The world’s advanced economies are entering a prolonged period of deleveraging after several decades of accumulating debt, Bank of Canada Governor Mark Carney said today. “The direction may be clear, but the magnitude and abruptness of the process are not. It could be long and orderly or it could be sharp and chaotic.”
“In general, the more that households and governments drive leverage, the less the productive capacity of the economy expands, and the less sustainable the overall debt burden ultimately is,” the Governor told a joint audience of the Empire Club of Canada and Canadian Club of Toronto.
Excessive private debts usually end up in the public sector, he noted. “This means that the public debt of most advanced economies can be expected to rise above the 90 per cent threshold historically associated with slower economic growth,” the Governor said.
Excesses of leverage are dangerous, in part because debt is a particularly inflexible form of financing. “Hard experience has made it clear that financial markets are inherently subject to cycles of boom and bust and cannot always be relied upon to get debt levels right. This is part of the rationale for micro- and macroprudential regulation,” he said.
It is not just the stock of debt that matters, but who holds it.
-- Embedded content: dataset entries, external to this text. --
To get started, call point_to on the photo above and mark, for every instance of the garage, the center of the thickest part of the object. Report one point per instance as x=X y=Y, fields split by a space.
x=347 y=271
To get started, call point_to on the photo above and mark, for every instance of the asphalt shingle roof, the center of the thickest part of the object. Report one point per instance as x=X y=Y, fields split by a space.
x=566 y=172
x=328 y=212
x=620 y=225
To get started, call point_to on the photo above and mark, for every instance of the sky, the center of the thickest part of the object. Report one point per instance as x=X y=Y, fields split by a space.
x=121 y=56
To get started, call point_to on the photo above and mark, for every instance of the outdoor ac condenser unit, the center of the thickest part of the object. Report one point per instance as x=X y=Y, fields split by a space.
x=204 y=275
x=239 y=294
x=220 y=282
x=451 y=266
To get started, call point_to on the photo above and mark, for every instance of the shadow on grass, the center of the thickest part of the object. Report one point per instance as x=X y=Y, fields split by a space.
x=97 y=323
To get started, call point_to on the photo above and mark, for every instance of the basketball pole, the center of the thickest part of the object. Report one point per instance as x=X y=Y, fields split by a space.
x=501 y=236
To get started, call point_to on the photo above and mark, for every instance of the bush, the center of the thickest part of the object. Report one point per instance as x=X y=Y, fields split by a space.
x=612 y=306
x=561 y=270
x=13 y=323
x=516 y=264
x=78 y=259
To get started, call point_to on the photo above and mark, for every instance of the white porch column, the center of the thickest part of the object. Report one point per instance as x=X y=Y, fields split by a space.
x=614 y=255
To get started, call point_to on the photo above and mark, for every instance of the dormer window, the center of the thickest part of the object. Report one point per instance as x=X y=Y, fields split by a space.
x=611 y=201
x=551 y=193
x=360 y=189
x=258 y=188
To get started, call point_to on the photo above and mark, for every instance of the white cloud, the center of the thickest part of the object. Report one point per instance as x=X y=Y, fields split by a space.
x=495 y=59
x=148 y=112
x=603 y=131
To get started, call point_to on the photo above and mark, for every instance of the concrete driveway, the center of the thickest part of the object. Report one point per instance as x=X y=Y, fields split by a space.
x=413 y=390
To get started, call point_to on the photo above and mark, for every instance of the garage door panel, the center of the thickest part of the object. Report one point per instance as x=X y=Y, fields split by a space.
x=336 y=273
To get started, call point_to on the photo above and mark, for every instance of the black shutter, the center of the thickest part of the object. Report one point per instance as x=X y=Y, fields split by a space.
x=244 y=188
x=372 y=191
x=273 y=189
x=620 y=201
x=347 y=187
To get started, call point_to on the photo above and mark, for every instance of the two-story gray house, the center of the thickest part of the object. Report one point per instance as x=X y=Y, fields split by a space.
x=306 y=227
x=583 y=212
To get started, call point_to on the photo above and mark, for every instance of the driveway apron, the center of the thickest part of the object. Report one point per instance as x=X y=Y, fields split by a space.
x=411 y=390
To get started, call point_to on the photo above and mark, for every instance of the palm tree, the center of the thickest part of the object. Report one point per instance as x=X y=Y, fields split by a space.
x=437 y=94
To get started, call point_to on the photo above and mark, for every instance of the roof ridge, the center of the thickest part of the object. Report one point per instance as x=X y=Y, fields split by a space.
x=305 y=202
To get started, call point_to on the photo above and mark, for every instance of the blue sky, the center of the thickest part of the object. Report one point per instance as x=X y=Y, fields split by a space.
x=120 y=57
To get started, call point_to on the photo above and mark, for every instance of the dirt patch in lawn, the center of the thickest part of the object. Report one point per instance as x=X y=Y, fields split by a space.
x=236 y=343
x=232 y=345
Heavy reliance on cross-border flows, particularly when they fund consumption, usually proves unsustainable.
To restore necessary competitiveness, debtor countries in Europe will have to adopt fiscal and structural reforms, which are the responsibility of citizens, firms and governments, Governor Carney noted. “Central banks can only bridge real adjustments; they can’t make the adjustments themselves.”
In Canada, non-financial debt, or debt held outside the financial sector, increased over the past twenty years less than any other G-7 country. Nonetheless, the economy’s reliance on “debt-fuelled household expenditures” must be reduced, and Canadian companies must invest in improving their productivity and access fast-growing emerging markets. “This would be good for Canadian companies and good for Canada,” he said. “Indeed, it is the only sustainable option available.”
“Canada’s relative virtue throughout the debt super cycle affords us a privileged position now that the cycle has turned,” the Governor said. “Our strong position gives us a window of opportunity to make the adjustments needed to continue to prosper in a deleveraging world. But opportunities are only valuable if seized.”
The Bank of Canada is doing its part by fulfilling its mandate to keep inflation low, stable and predictable so that Canadian households and firms can invest and plan for the future with confidence. It is also assisting the federal government in ensuring that Canada’s world-leading financial system will be there for Canadians in bad times as well as good and in pushing the G-20 Action Plan because it is in Canada’s interests.